4. “Western civilization” as such is both continuous with and radically distinct from its own past, and from the past of the rest of humanity, Wynter seems to claim. Wynter is clearly not triumphalist in her descriptions of what makes the West exceptional–she points to its comodification of humanity itself as its distinguishing feature, and not in laudatory terms. Though, again, I’m suspicious (with Gayatri Chakravorty Spivak) of “too easy ‘West-and-the-rest’” conceptions–what fascinates me are Wynter’s ideas about continuity and rupture. Is the “other” not a being as strange as Western civilization–both completely continuous with its past (and its present society), and radically discontinuous with it?

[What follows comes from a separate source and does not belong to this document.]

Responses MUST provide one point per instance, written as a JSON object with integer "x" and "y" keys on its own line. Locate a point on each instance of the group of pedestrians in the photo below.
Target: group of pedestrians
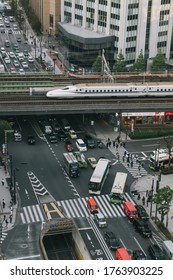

5. Back to etymology: Wynter traced the original (the “for real for real”?) etymology of ethnos (via George Quasha) to the Indo-European “seu” or “self”, “us”, “we”, “the people”. I love the people. I love the we, and am happy to be part of the we. And when I think of the We with no Other, I feel simultaneous elation and dread. I want, more than anything, a We that holds together, like threads in cloth or roots in soil, enough to end the horrifying violence that “Selves” inflict upon “Others”. I also want an Other who will always be capable of speaking OtherWise. I think I can imagine, with Wynter, a We that does not need an Other to exist. What I can’t imagine, however, is a We that wouldn’t benefit–albeit, perhaps in an annoyed, exhausted way–from an Other who playfully prodded it, like a child or a clown. The Other is dangerous. The Other is constantly created to be destroyed. The Other is wrong. The Other is wise. These things are true all at once.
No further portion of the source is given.